The financial crisis and market sell-off of 2008-09 greatly expanded the obligations inherent in those guarantees while shrinking the variable annuity account values from which an insurer could draw the contract fees designed to compensate for that risk. Investors had cut a good deal for themselves by securing those guarantees in the years leading up to the financial crisis. Some carriers exited the variable annuity business and started looking at ways to rein in their liabilities.

After all, a variable annuity is a contract between the insurer and the owner (investor). Both parties can make changes, including the investor’s option to walk away, usually subject to surrender charges for at least a few years). Some insurers are exercising contract prerogatives such as restricting the investment choices allowed in conjunction with a guarantee. Others have offered to add money to contract holders’ accounts in exchange for canceling a guarantee feature.
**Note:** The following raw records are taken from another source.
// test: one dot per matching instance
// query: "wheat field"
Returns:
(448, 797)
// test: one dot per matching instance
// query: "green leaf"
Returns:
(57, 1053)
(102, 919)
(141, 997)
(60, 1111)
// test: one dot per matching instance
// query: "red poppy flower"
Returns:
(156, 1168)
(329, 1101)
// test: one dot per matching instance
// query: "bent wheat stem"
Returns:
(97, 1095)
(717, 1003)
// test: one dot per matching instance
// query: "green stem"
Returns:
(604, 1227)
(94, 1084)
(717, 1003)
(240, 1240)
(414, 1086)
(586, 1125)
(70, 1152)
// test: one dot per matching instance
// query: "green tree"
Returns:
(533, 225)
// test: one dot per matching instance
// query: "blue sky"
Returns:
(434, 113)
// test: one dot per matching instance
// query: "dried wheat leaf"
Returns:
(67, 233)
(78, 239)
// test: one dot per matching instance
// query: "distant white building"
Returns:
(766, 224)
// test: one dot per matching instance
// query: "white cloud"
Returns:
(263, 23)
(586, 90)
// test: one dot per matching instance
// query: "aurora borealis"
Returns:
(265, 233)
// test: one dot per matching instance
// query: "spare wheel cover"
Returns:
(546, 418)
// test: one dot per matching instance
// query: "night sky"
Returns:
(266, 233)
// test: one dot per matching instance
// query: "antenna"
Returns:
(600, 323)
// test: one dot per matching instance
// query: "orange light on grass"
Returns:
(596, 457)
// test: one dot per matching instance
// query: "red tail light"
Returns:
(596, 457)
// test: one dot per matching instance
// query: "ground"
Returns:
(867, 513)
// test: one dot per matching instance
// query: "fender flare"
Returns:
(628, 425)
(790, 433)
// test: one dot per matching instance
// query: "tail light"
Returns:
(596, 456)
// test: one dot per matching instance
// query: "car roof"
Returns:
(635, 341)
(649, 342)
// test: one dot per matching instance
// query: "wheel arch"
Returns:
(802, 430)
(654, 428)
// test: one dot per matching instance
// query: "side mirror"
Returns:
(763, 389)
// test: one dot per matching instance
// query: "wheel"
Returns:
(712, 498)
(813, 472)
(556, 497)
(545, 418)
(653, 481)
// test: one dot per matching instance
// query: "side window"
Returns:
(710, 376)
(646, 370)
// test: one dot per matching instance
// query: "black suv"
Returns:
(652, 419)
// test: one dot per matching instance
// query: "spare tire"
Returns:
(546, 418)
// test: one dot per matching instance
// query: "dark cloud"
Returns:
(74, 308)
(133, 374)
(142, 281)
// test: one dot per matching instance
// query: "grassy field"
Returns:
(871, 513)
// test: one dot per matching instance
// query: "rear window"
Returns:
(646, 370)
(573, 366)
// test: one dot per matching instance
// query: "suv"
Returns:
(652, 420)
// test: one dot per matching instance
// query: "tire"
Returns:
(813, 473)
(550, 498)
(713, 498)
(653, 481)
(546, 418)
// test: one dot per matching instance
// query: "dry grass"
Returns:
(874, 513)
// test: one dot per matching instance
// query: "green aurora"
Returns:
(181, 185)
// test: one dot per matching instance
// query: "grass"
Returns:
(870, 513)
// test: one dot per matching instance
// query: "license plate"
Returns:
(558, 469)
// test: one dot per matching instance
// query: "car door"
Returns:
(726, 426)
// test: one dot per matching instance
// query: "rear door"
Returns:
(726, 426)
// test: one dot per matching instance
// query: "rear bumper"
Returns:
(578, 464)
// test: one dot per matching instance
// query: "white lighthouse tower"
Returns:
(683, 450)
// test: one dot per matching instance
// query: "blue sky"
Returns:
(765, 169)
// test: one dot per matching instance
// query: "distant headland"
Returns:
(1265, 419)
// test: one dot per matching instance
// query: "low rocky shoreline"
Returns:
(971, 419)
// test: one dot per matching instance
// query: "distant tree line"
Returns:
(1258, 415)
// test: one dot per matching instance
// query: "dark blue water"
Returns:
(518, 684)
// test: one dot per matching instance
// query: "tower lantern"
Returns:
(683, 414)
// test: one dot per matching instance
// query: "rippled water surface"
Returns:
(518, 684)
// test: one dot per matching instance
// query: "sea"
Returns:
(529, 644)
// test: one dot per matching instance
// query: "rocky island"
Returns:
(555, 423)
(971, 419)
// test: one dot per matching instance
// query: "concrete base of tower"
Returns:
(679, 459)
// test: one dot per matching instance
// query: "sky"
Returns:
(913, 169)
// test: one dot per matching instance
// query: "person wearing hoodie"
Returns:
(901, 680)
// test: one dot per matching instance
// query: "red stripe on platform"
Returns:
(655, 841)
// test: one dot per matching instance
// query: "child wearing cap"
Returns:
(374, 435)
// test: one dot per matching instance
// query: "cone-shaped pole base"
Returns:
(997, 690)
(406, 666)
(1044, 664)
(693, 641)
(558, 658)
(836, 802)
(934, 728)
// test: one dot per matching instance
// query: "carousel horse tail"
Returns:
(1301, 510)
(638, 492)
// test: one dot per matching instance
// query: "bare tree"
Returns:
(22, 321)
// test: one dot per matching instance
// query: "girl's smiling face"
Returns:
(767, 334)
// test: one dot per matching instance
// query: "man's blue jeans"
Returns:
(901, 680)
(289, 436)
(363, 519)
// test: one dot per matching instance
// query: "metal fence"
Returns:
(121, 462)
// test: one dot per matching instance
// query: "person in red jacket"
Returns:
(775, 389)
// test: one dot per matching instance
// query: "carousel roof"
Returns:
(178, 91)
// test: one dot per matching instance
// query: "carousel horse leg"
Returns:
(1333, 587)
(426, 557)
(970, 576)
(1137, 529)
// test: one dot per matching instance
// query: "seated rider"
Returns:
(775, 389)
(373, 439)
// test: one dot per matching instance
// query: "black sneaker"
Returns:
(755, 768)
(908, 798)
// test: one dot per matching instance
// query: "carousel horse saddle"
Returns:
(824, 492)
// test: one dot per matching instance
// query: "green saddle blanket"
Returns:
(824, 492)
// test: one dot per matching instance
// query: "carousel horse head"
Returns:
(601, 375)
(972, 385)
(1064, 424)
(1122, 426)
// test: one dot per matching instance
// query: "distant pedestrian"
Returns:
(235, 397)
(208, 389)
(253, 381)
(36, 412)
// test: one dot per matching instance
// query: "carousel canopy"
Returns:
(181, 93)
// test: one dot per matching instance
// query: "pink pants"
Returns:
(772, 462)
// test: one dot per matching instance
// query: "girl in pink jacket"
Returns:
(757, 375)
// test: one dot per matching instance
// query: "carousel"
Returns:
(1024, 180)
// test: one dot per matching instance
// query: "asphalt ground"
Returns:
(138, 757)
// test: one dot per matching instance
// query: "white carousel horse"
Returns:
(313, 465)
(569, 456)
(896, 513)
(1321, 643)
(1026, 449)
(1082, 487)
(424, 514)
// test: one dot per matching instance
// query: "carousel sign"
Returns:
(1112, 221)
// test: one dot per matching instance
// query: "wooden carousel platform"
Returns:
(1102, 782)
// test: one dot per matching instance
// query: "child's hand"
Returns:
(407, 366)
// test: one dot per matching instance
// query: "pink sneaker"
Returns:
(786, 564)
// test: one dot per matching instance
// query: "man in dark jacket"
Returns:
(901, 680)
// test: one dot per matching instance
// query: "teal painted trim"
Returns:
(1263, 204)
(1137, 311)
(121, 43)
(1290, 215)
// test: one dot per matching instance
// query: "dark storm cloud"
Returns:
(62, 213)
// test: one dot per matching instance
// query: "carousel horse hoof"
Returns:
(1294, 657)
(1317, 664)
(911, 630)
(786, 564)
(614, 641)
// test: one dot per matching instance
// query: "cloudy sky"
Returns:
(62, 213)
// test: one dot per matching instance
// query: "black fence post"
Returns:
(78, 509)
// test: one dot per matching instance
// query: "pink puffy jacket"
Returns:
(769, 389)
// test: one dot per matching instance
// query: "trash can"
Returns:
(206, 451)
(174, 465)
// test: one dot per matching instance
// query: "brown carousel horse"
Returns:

A diverse array of guarantee benefits is still available to variable annuity buyers, generally at somewhat higher charges than were typical several years ago. If you already own a VA with guarantees in place, it is important to review the contract with your advisor from time to time. Basic elements of such a review include the following:

Is the guarantee currently in or out of the money? This may or may not be easy to determine, but it’s basically a question of whether one could comfortably secure a comparable benefit in today’s marketplace with the net (after-tax) proceeds from liquidating the contract.

Is the guarantee still relevant? Changes in one’s health, income, or estate planning may change the objectives that drove the selection of a given guarantee several years ago.

Is the investment allocation still appropriate? In combination with the considerations above, there may be strategic reasons to be more or less aggressive with the investment choices inside the contract.

We can help you evaluate these issues in the context of your total investment holdings and objectives. And please note: Any guarantees associated with variable annuities with living benefits are always dependent on the credit-worthiness or claims paying ability of the insurer.